Terraces are the ‘norm’ in most Andalucian homes, so ensure that a terrace has strong, sturdy railings with bars close enough together to prevent small children going through or under them. Also check the height of railings or side walls.

Stairs can be steep and, when tiled (as most are), they can become very slippery. Ramps should have a rough surface.

Bathrooms and outdoor patios are also generally tiled and, prone to becoming wet, can be hazardous, particularly for the aged or infirm. Mats, handrails etc should be considered.

Community garden and pool areas should be checked to see if they are fully enclosed (to prevent a small child getting lost or out onto the street), whether cars enter to access their parking spaces or garages and whether the pool area is ‘safe’.

Consider access to your house or apartment. Can you see who is at the door before opening it? Can you speak to whoever rings the bell before opening? Is there good community lighting in garages, near lifts and in hallways?

Get to know your neighbours!


There are two types of rentals contracts in Spain, ‘short term’ and ‘long term’. Short term are designed for holidaymakers and long term for those planning to stay long term in the area or country.

If you are planning to stay in Spain for a few years and you sign a short term contract, you might end up looking for a new home when the contract expires.

A long term (‘vivienda’) contract will automatically give you the right to renew for 5 consecutive years and, during this time, the rent can only be raised to account for ‘inflation’.
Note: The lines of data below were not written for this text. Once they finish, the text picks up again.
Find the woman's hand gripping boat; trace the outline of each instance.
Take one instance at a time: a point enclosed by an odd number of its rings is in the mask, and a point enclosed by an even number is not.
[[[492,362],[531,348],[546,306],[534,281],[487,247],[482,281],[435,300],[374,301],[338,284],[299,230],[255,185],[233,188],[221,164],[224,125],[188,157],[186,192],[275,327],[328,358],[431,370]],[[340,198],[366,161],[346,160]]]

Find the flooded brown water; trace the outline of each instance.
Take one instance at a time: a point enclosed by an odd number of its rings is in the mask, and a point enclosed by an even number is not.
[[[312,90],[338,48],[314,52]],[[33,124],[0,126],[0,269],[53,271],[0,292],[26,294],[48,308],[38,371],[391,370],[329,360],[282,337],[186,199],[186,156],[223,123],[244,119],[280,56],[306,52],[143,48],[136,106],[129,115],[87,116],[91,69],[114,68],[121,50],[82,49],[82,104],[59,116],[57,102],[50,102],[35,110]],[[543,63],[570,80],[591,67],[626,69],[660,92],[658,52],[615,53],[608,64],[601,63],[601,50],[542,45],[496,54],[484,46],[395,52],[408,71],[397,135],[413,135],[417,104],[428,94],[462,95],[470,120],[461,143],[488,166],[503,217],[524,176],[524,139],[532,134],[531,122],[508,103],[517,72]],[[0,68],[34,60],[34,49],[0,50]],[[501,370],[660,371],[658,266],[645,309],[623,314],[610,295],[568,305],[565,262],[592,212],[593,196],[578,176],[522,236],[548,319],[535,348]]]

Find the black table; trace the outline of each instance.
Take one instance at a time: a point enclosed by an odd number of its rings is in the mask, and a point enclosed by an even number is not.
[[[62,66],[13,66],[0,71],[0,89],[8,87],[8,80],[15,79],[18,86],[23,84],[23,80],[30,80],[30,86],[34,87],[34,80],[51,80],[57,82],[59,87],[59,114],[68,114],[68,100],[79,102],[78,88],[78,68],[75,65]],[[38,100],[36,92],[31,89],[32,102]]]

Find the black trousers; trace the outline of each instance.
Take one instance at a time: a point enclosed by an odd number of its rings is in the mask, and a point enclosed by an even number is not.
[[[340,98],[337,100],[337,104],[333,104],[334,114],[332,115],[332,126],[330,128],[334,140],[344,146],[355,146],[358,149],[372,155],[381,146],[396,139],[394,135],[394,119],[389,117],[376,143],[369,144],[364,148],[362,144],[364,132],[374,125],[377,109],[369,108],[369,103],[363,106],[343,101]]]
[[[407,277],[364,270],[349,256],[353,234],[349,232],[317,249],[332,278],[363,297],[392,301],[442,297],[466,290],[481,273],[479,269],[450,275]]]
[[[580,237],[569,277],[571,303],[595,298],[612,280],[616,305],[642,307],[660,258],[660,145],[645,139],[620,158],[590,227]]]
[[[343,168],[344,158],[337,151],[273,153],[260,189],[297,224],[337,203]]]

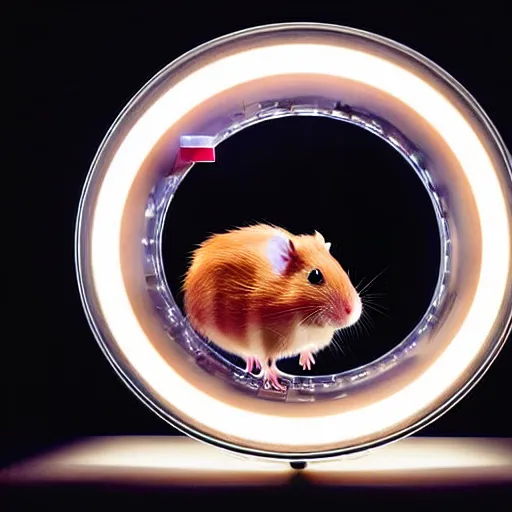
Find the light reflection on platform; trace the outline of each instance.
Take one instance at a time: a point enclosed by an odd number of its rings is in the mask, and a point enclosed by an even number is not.
[[[279,486],[296,475],[286,463],[244,459],[185,437],[101,437],[14,465],[0,481]],[[310,463],[300,475],[335,486],[512,484],[512,438],[412,437],[362,456]]]

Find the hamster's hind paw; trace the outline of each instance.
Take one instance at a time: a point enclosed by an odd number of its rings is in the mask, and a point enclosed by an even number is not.
[[[311,367],[315,364],[315,357],[313,351],[310,349],[304,350],[300,353],[299,364],[303,370],[311,370]]]
[[[267,366],[263,370],[263,385],[273,387],[277,391],[286,391],[286,386],[279,382],[280,372],[275,365]]]

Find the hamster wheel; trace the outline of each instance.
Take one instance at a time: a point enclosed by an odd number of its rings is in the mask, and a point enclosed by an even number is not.
[[[430,307],[391,352],[336,375],[289,376],[280,393],[190,328],[161,235],[194,163],[247,126],[292,115],[357,124],[395,147],[430,195],[442,254]],[[511,226],[510,153],[453,78],[377,35],[279,24],[200,46],[130,101],[87,177],[76,265],[100,347],[158,415],[231,451],[311,460],[407,436],[476,384],[510,333]]]

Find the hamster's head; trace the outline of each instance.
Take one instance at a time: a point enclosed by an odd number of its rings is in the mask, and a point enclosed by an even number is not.
[[[331,244],[314,235],[272,237],[267,257],[279,277],[279,295],[284,308],[302,315],[304,325],[342,329],[355,324],[362,302],[340,263],[330,253]]]

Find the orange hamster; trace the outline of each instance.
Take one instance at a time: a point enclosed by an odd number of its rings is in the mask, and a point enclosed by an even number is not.
[[[358,321],[361,299],[330,243],[256,224],[213,235],[192,255],[183,291],[192,327],[283,390],[276,361],[303,369],[336,330]]]

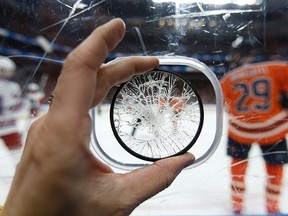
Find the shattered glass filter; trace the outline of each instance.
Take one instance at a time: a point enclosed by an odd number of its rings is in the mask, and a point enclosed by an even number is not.
[[[114,95],[110,121],[118,142],[148,161],[182,154],[203,124],[201,98],[171,72],[150,71],[122,84]]]
[[[132,55],[177,55],[198,59],[220,80],[242,65],[288,60],[287,0],[0,0],[0,55],[17,65],[12,80],[21,87],[17,100],[20,103],[15,106],[20,109],[13,115],[22,137],[22,146],[16,149],[8,149],[0,140],[0,205],[5,202],[21,158],[27,130],[31,122],[47,112],[49,95],[66,56],[95,28],[113,18],[123,19],[126,32],[118,46],[108,53],[105,63]],[[215,93],[209,80],[197,70],[177,64],[166,64],[161,69],[189,80],[201,97],[203,127],[189,150],[197,160],[209,149],[217,128],[212,124],[217,121]],[[44,94],[40,106],[35,103],[37,106],[32,107],[31,83],[38,84],[39,95]],[[91,117],[94,125],[99,126],[96,132],[104,150],[111,151],[113,158],[119,157],[125,166],[135,162],[135,157],[112,140],[111,125],[106,122],[117,88],[111,89],[104,101],[91,110]],[[7,88],[2,89],[0,93]],[[9,116],[3,117],[3,121],[1,117],[0,125],[6,125]],[[137,207],[132,215],[233,215],[232,177],[245,178],[246,190],[236,193],[244,197],[242,215],[267,215],[266,182],[274,179],[266,172],[263,156],[267,153],[253,145],[245,160],[249,163],[246,175],[231,176],[233,166],[226,154],[226,113],[223,131],[219,147],[208,161],[181,173],[167,190]],[[0,134],[4,133],[5,128],[0,127]],[[136,159],[139,164],[143,162]],[[279,215],[288,213],[287,164],[283,168]]]

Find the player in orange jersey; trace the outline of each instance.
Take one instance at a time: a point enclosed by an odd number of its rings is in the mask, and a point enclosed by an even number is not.
[[[283,164],[288,162],[288,63],[262,62],[236,68],[221,80],[228,113],[227,154],[231,162],[233,211],[243,211],[245,172],[251,145],[266,164],[266,210],[279,212]]]
[[[0,56],[0,139],[9,149],[22,146],[22,133],[17,125],[17,113],[22,109],[21,88],[11,81],[15,71],[14,61]]]

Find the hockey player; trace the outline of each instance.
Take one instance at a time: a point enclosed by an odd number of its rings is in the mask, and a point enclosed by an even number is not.
[[[39,115],[39,109],[44,103],[45,94],[40,88],[40,85],[31,82],[27,86],[26,99],[30,102],[30,113],[36,117]]]
[[[221,80],[228,112],[227,153],[231,162],[234,213],[243,211],[245,172],[252,144],[259,144],[266,164],[266,210],[279,212],[283,164],[288,162],[288,64],[262,62],[236,68]]]
[[[17,111],[21,108],[21,89],[11,81],[16,64],[0,56],[0,138],[9,149],[21,147],[21,133],[17,126]]]

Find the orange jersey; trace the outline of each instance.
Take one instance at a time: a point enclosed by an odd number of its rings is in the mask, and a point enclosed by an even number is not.
[[[280,103],[288,92],[288,64],[262,62],[227,73],[221,80],[229,115],[229,136],[244,144],[273,144],[288,132],[288,111]]]
[[[160,98],[159,104],[161,108],[164,108],[166,106],[172,107],[174,113],[181,112],[184,107],[184,103],[179,97],[173,97],[172,99],[170,99],[169,103],[166,101],[166,99]]]

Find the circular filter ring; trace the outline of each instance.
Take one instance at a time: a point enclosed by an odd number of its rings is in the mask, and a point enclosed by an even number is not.
[[[115,138],[127,152],[146,161],[187,152],[203,121],[202,100],[191,83],[158,69],[121,84],[110,107]]]

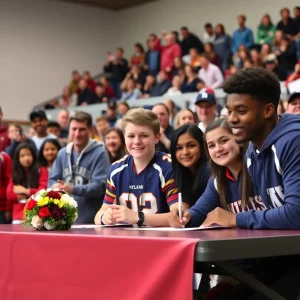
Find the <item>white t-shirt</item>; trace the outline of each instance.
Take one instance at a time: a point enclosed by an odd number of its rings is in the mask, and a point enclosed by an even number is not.
[[[50,133],[47,136],[42,137],[42,138],[39,138],[38,136],[35,135],[31,139],[35,143],[37,151],[40,151],[40,148],[41,148],[41,146],[42,146],[42,144],[44,143],[45,140],[47,140],[47,139],[57,139],[57,136]]]

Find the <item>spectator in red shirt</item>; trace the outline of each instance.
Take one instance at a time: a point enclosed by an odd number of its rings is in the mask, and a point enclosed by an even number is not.
[[[48,171],[39,167],[36,150],[28,143],[20,144],[13,158],[13,172],[7,186],[7,200],[13,208],[13,224],[20,224],[27,199],[47,188]]]
[[[0,151],[10,145],[10,139],[8,138],[8,126],[2,123],[3,113],[0,107]]]
[[[162,36],[165,38],[165,46],[160,44],[161,39],[157,39],[155,41],[155,49],[161,52],[160,70],[170,75],[174,65],[174,58],[181,57],[181,48],[172,34],[164,31]]]
[[[0,224],[11,222],[11,206],[7,202],[6,188],[11,178],[11,159],[5,152],[0,153]]]

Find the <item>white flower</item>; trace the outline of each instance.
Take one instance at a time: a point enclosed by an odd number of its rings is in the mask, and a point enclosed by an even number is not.
[[[77,202],[74,200],[73,197],[70,197],[68,194],[63,194],[60,198],[60,201],[64,204],[69,205],[70,207],[77,207]]]
[[[56,225],[50,225],[50,224],[48,223],[48,221],[46,221],[46,222],[44,223],[44,227],[45,227],[47,230],[52,230],[52,229],[54,229],[54,228],[56,227]]]
[[[39,216],[34,216],[31,220],[31,225],[34,228],[41,229],[43,225],[43,220]]]

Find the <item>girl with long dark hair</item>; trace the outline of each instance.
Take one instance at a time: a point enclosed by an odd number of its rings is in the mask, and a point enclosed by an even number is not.
[[[230,223],[233,214],[265,208],[260,197],[253,194],[244,162],[247,145],[235,142],[226,120],[218,119],[206,128],[205,148],[212,178],[196,204],[184,212],[182,220],[176,211],[171,212],[169,223],[173,227],[184,227],[187,223],[192,227],[218,223],[218,214],[222,214],[223,219],[228,217],[228,227],[235,227]]]
[[[179,127],[173,134],[170,153],[178,191],[191,207],[204,192],[210,177],[200,128],[194,124]]]
[[[21,223],[27,199],[47,188],[48,171],[39,167],[36,150],[28,143],[20,144],[14,153],[12,177],[7,186],[7,200],[12,204],[13,224]]]
[[[61,146],[57,139],[48,139],[42,144],[39,151],[38,161],[40,166],[46,167],[50,172]]]

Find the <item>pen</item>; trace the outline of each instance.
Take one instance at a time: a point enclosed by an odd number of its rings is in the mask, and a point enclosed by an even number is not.
[[[182,219],[182,195],[178,193],[178,210],[179,210],[179,218]]]

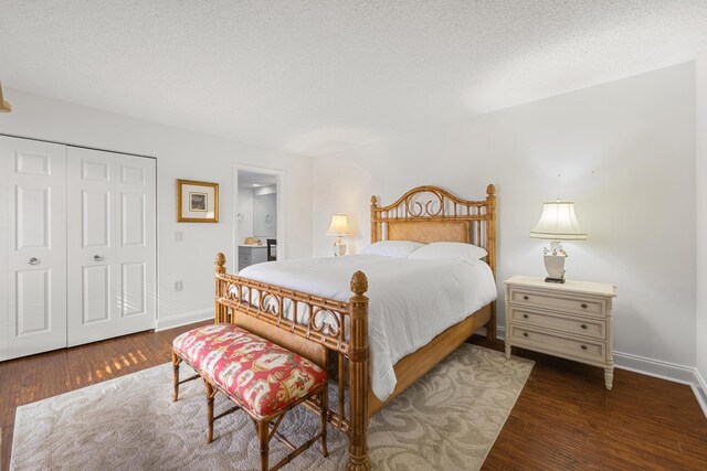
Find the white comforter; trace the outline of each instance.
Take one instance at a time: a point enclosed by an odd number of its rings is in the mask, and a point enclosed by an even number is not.
[[[493,274],[481,260],[349,255],[257,264],[239,276],[348,301],[356,270],[368,277],[371,387],[381,400],[395,388],[399,360],[496,299]]]

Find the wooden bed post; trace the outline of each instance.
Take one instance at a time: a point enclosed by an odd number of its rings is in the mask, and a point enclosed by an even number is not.
[[[488,225],[486,226],[486,250],[488,251],[488,266],[496,278],[496,186],[486,186],[486,203]],[[490,320],[486,324],[486,339],[496,340],[496,301],[490,303]]]
[[[371,469],[368,457],[368,279],[362,271],[351,277],[351,331],[349,334],[349,461],[348,470]]]
[[[215,298],[217,300],[219,298],[221,298],[224,292],[223,291],[223,283],[221,282],[221,280],[219,279],[219,275],[223,275],[225,274],[225,255],[223,255],[222,253],[218,253],[217,254],[217,259],[213,261],[217,266],[215,268]],[[225,319],[225,306],[221,304],[219,301],[215,302],[214,306],[214,310],[213,310],[213,320],[215,323],[223,323],[226,321]]]

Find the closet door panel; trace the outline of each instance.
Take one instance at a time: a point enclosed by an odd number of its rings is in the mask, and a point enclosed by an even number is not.
[[[154,329],[154,159],[70,147],[68,167],[68,344]]]
[[[116,157],[120,179],[119,244],[120,321],[118,334],[155,329],[156,283],[156,162]]]
[[[68,147],[68,345],[115,335],[115,169],[110,153]]]
[[[7,357],[66,346],[66,148],[0,137]]]

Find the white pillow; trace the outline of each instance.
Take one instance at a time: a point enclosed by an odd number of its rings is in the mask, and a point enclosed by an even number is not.
[[[424,244],[412,240],[381,240],[369,245],[361,250],[361,254],[408,258],[410,254],[423,246]]]
[[[473,244],[458,242],[433,242],[410,254],[416,260],[462,260],[475,264],[488,255],[488,251]]]

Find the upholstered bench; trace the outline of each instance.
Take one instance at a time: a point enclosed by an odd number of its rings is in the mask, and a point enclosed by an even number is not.
[[[181,362],[197,373],[179,381]],[[175,371],[175,400],[179,385],[202,377],[207,388],[208,441],[213,440],[214,420],[243,409],[257,427],[261,451],[261,469],[268,469],[270,441],[276,437],[292,452],[273,470],[288,463],[297,454],[321,438],[326,457],[327,373],[303,356],[273,342],[231,324],[213,324],[186,332],[172,343]],[[231,399],[235,407],[213,416],[213,399],[218,392]],[[285,414],[293,407],[315,398],[319,406],[321,431],[295,447],[277,432]]]

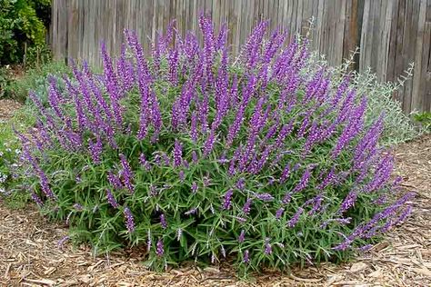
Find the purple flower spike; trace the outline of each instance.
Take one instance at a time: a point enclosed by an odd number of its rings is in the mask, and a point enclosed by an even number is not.
[[[194,163],[197,163],[197,153],[195,151],[192,152],[192,161]]]
[[[245,214],[250,213],[251,203],[252,203],[252,199],[251,199],[251,198],[248,198],[247,201],[246,202],[246,203],[245,203],[244,206],[243,206],[243,213],[244,213]]]
[[[174,144],[174,164],[175,167],[181,165],[183,162],[183,146],[178,140],[175,140]]]
[[[161,239],[157,241],[156,244],[156,249],[155,249],[155,253],[157,256],[162,257],[163,254],[165,253],[164,246],[163,246],[163,242]]]
[[[238,242],[242,243],[246,240],[246,231],[243,229],[238,237]]]
[[[196,182],[193,182],[192,183],[192,193],[195,193],[197,192],[197,183]]]
[[[134,187],[132,185],[132,180],[133,180],[132,169],[130,168],[130,165],[127,163],[127,160],[125,159],[125,156],[124,154],[120,154],[120,160],[121,160],[121,166],[123,167],[123,170],[121,171],[121,175],[122,175],[125,187],[131,193],[133,193]]]
[[[244,257],[243,257],[243,262],[247,264],[249,262],[250,262],[250,258],[249,258],[249,252],[248,250],[246,250],[244,252]]]
[[[263,202],[270,202],[274,200],[274,196],[269,193],[255,193],[255,196]]]
[[[115,189],[121,189],[123,188],[123,183],[121,183],[120,179],[118,176],[114,174],[112,172],[108,172],[107,179],[109,183],[114,186]]]
[[[135,221],[132,212],[128,207],[125,207],[124,213],[125,217],[125,227],[127,227],[127,232],[132,233],[135,231]]]
[[[265,253],[266,255],[269,255],[273,252],[273,248],[271,244],[269,243],[269,238],[265,239]]]
[[[295,227],[295,225],[296,225],[297,222],[299,221],[299,216],[301,216],[303,212],[304,208],[299,207],[296,211],[296,213],[295,213],[294,216],[287,223],[287,226],[290,228]]]
[[[276,212],[276,220],[280,220],[281,216],[283,215],[283,213],[285,212],[285,209],[283,207],[279,208]]]
[[[225,201],[223,203],[223,209],[228,210],[231,205],[232,195],[234,195],[234,190],[230,189],[225,194]]]
[[[167,223],[164,213],[160,214],[160,224],[162,225],[163,229],[167,228]]]
[[[106,199],[112,207],[118,208],[119,205],[116,203],[115,198],[114,197],[114,194],[111,193],[110,190],[106,190]]]
[[[347,209],[355,205],[355,202],[356,201],[357,193],[354,191],[348,193],[347,196],[346,196],[345,200],[341,203],[340,209],[338,210],[339,213],[343,213]]]
[[[185,174],[183,170],[179,172],[179,178],[180,178],[181,183],[183,183],[184,180],[185,179]]]

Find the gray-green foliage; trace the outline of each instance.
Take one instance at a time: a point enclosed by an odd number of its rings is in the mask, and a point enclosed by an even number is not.
[[[330,68],[333,73],[333,86],[336,87],[345,75],[350,75],[352,87],[355,87],[357,94],[365,94],[367,98],[366,126],[370,126],[380,114],[385,114],[385,128],[380,144],[394,145],[418,136],[421,134],[420,130],[414,124],[410,115],[403,112],[401,103],[394,98],[395,93],[404,85],[406,81],[410,80],[413,64],[406,67],[405,74],[399,75],[396,82],[381,82],[370,68],[363,72],[351,71],[356,53],[357,51],[355,51],[343,64]],[[313,74],[325,64],[327,64],[325,57],[320,57],[318,53],[314,53],[310,56],[306,71]]]

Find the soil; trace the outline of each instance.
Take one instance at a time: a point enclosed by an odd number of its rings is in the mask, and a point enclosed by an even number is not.
[[[0,120],[14,107],[0,101]],[[291,274],[266,272],[247,282],[223,264],[157,273],[143,266],[138,250],[94,257],[86,246],[59,244],[67,233],[64,226],[48,222],[31,204],[11,210],[0,202],[0,285],[431,286],[431,134],[396,146],[394,153],[403,186],[417,193],[413,214],[352,262],[293,269]]]

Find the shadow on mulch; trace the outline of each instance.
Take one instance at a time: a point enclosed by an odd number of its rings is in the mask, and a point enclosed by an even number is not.
[[[369,252],[343,265],[323,264],[265,272],[239,281],[228,266],[195,266],[157,273],[141,263],[142,253],[92,256],[58,242],[66,229],[48,223],[35,206],[10,210],[0,202],[0,285],[4,286],[431,286],[431,134],[400,144],[396,174],[417,193],[407,222]],[[132,251],[133,252],[133,251]]]

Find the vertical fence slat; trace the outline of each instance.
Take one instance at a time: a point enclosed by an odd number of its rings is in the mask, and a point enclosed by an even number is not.
[[[56,60],[100,65],[101,40],[118,54],[124,29],[132,29],[148,53],[170,20],[176,19],[185,35],[198,29],[201,12],[212,16],[216,32],[227,24],[233,54],[257,22],[270,20],[271,29],[279,26],[289,38],[310,32],[312,48],[330,64],[340,64],[360,46],[355,67],[371,67],[380,81],[396,80],[415,61],[413,80],[395,97],[406,113],[431,110],[431,0],[53,0],[50,44]]]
A deposit is usually required when you rent, in keeping with Spanish law, which permits the landlord to ask for one month’s rent for unfurnished quarters and two months in respect of business space and furnished homes.

For your own protection you can always ask that the deposit be held by a neutral third party, such as an agency or the government office ‘Consejería de la Vivienda’.

If you have a long term rental contract and feel unfairly treated, visit the nearest municipal consumers’ office (OMIC – Oficina Municipal de Información del Consumidor), where you should be able to present your case and obtain advice. Take your rental contract with you and any receipts or other documents that could be of use.